\documentclass[11pt]{article}
\usepackage[margin=1in,bottom=.5in,includehead,includefoot]{geometry}
\usepackage{hyperref}
\usepackage{language}
\usepackage{alltt}
\usepackage{fancyhdr}
\pagestyle{fancy}
\fancyhf{}
%% Now begin customising things. See the fancyhdr docs for more info.
\chead{}
\lhead[\sf \thepage]{\sf \leftmark}
\rhead[\sf \leftmark]{\sf \thepage}
\lfoot{}
\cfoot{Introduction to the Practice of Statistics using R: Chapter 6}
\rfoot{}
\newcounter{myenumi}
\newcommand{\saveenumi}{\setcounter{myenumi}{\value{enumi}}}
\newcommand{\reuseenumi}{\setcounter{enumi}{\value{myenumi}}}
\pagestyle{fancy}
\def\R{{\sf R}}
\def\Rstudio{{\sf RStudio}}
\def\RStudio{{\sf RStudio}}
\def\term#1{\textbf{#1}}
\def\tab#1{{\sf #1}}
\usepackage{relsize}
\newlength{\tempfmlength}
\newsavebox{\fmbox}
\newenvironment{fmpage}[1]
{
\medskip
\setlength{\tempfmlength}{#1}
\begin{lrbox}{\fmbox}
\begin{minipage}{#1}
\vspace*{.02\tempfmlength}
\hfill
\begin{minipage}{.95 \tempfmlength}}
{\end{minipage}\hfill
\vspace*{.015\tempfmlength}
\end{minipage}\end{lrbox}\fbox{\usebox{\fmbox}}
\medskip
}
\newenvironment{boxedText}[1][.98\textwidth]%
{%
\begin{center}
\begin{fmpage}{#1}
}%
{%
\end{fmpage}
\end{center}
}
\newenvironment{boxedTable}[2][tbp]%
{%
\begin{table}[#1]
\refstepcounter{table}
\begin{center}
\begin{fmpage}{.98\textwidth}
\begin{center}
\sf \large Box~\expandafter\thetable. #2
\end{center}
\medskip
}%
{%
\end{fmpage}
\end{center}
\end{table} % need to do something about exercises that follow boxedTable
}
\newcommand{\cran}{\href{http://www.R-project.org/}{CRAN}}
\title{Introduction to the Practice of Statistics using R: \\
Chapter 6}
\author{
Ben Baumer \and Nicholas J. Horton\thanks{Department of Mathematics, Amherst College, nhorton@amherst.edu}
}
\date{\today}
\begin{document}
\maketitle
\tableofcontents
%\parindent=0pt
<>=
opts_chunk$set(
dev="pdf",
tidy=FALSE,
fig.path="figures/",
fig.height=4,
fig.width=5,
out.width=".57\\textwidth",
fig.keep="high",
fig.show="hold",
fig.align="center",
prompt=TRUE, # show the prompts; but perhaps we should not do this
comment=NA
)
options(continue=" ")
@
<>=
print.pval = function(pval) {
threshold = 0.0001
return(ifelse(pval < threshold, paste("p<", sprintf("%.4f", threshold), sep=""),
ifelse(pval > 0.1, paste("p=",round(pval, 2), sep=""),
paste("p=", round(pval, 3), sep=""))))
}
@
<>=
require(mosaic)
trellis.par.set(theme=col.mosaic()) # get a better color scheme for lattice
set.seed(43)
# this allows for code formatting inline.

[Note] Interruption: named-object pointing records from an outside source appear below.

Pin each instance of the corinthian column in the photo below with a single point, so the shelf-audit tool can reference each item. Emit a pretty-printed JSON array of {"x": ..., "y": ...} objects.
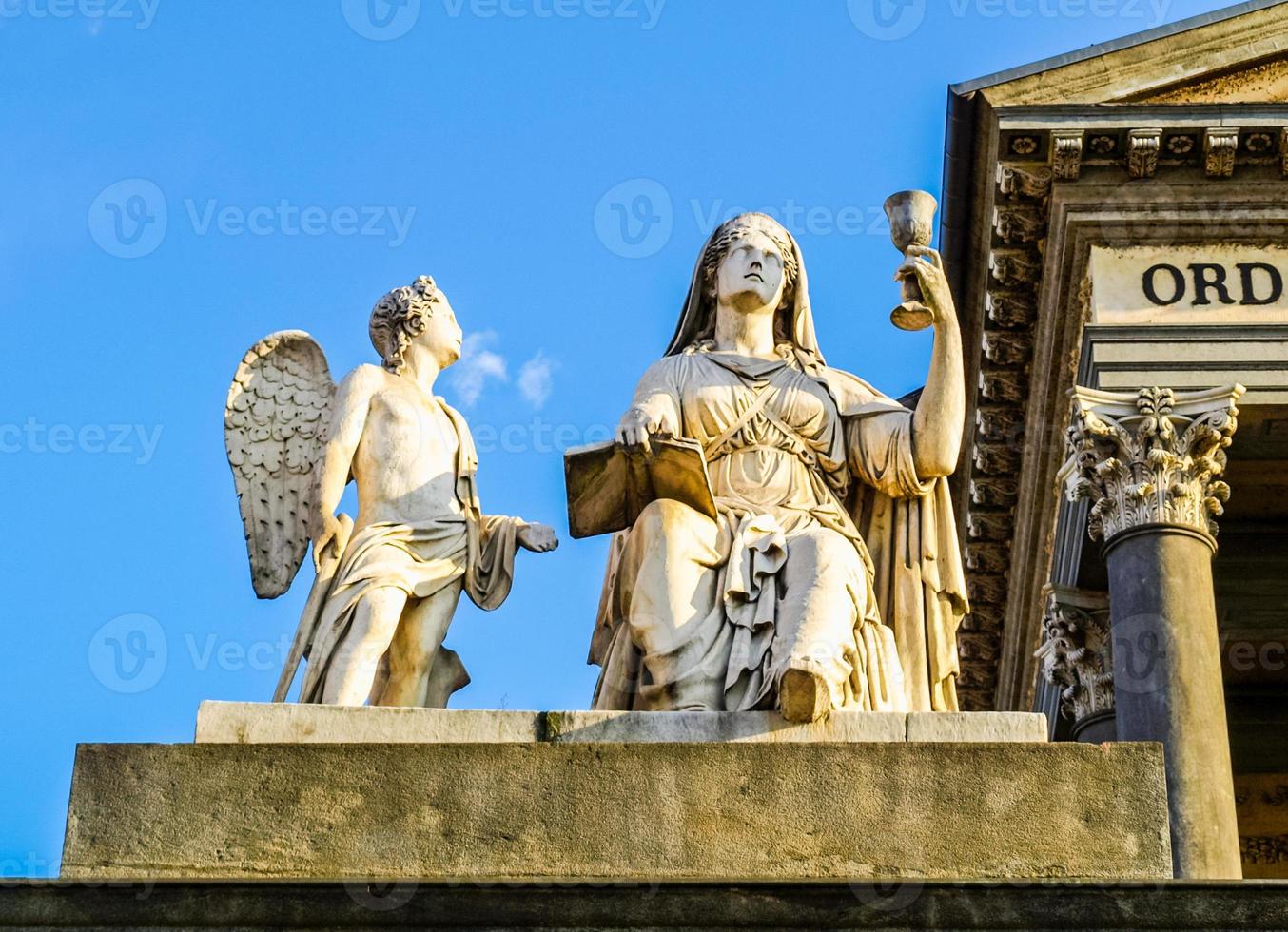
[{"x": 1150, "y": 465}]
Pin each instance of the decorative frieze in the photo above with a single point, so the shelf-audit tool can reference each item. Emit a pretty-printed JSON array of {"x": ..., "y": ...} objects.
[
  {"x": 1010, "y": 309},
  {"x": 1016, "y": 224},
  {"x": 1142, "y": 148},
  {"x": 1023, "y": 182},
  {"x": 1015, "y": 268},
  {"x": 1077, "y": 651},
  {"x": 1220, "y": 146},
  {"x": 1006, "y": 348},
  {"x": 1150, "y": 457},
  {"x": 993, "y": 492}
]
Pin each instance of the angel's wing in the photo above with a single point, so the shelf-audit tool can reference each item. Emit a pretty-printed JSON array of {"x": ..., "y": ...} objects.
[{"x": 275, "y": 429}]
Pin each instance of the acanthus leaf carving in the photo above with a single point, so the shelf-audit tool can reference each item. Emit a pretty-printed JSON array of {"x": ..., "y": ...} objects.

Use \Sexpr{'function(x,y)'}, for exmaple.
knit_hooks$set(inline = function(x) {
if (is.numeric(x)) return(knitr:::format_sci(x, 'latex'))
x = as.character(x)
h = knitr:::hilight_source(x, 'latex', list(prompt=FALSE, size='normalsize'))
h = gsub("([_#$%&])", "\\\\\\1", h)
h = gsub('(["\'])', '\\1{}', h)
gsub('^\\\\begin\\{alltt\\}\\s*|\\\\end\\{alltt\\}\\s*$', '', h)
})
showOriginal=FALSE
showNew=TRUE
@
\section*{Introduction}
This document is intended to help describe how to undertake analyses introduced as examples in the Sixth Edition of \emph{Introduction to the
Practice of Statistics} (2009) by David Moore, George McCabe and Bruce
Craig.
More information about the book can be found at \url{http://bcs.whfreeman.com/ips6e/}. This
file as well as the associated \pkg{knitr} reproducible analysis source file can be found at
\url{http://www.math.smith.edu/~nhorton/ips6e}.
This work leverages initiatives undertaken by Project MOSAIC (\url{http://www.mosaic-web.org}), an NSF-funded effort to improve the teaching of statistics, calculus, science and computing in the undergraduate curriculum. In particular, we utilize the
\pkg{mosaic} package, which was written to simplify the use of R for introductory statistics courses. A short summary of the R needed to teach introductory statistics can be found in the mosaic package vignette (\url{http://cran.r-project.org/web/packages/mosaic/vignettes/MinimalR.pdf}).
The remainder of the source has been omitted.